Skip to main content

Market Basket Analysis with Oracle Machine Learning and Oracle Analytics

Introduction

Recommendations are usually always there to stimulate you to buy additional products or services regardless if you are shopping online or in a store. Sometimes these recommendations are just intuitions of sales manager, but more often these are prepared using some machine learning algorithm, for example Association Rules.

When Association Rules modeling is applied to transaction sales data, the model is called Market-Basket Analysis.

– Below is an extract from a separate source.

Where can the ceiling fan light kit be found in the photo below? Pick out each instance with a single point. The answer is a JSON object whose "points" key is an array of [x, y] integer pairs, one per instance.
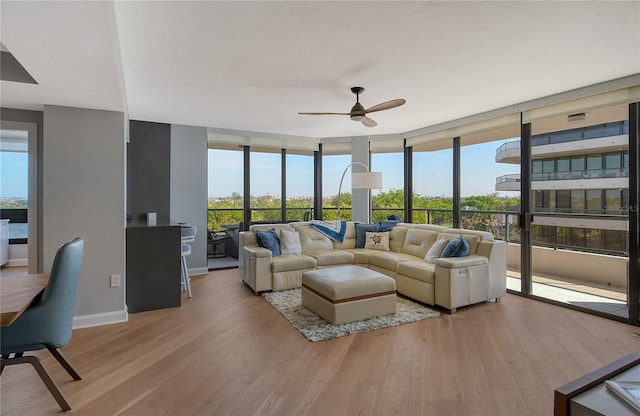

Market-Basket Analysis can be used in various situations, from direct marketing, sales promotions, discovering business trends, but also for effectively managing store layouts, catalog design or for exposing cross-sell opportunities in a web store.

Since we I am not going to discuss theory about Market Basket Analysis and Association Rules, please find more information here: 

  • https://docs.oracle.com/en/database/oracle/oracle-database/19/dmcon/data-mining-basics.html,
  • https://docs.oracle.com/en/database/oracle/oracle-database/19/dmcon/association.html.

Key Rule Metrics: Support, Confidence and Lift

Support is a measure that tells us how many times an itemset appears in a dataset.

Confidence of a rule indicates the probability of both the antecedent and the consequent appearing in the same transaction.

Confidence is the ratio of the rule support to the number of transactions that include the antecedent.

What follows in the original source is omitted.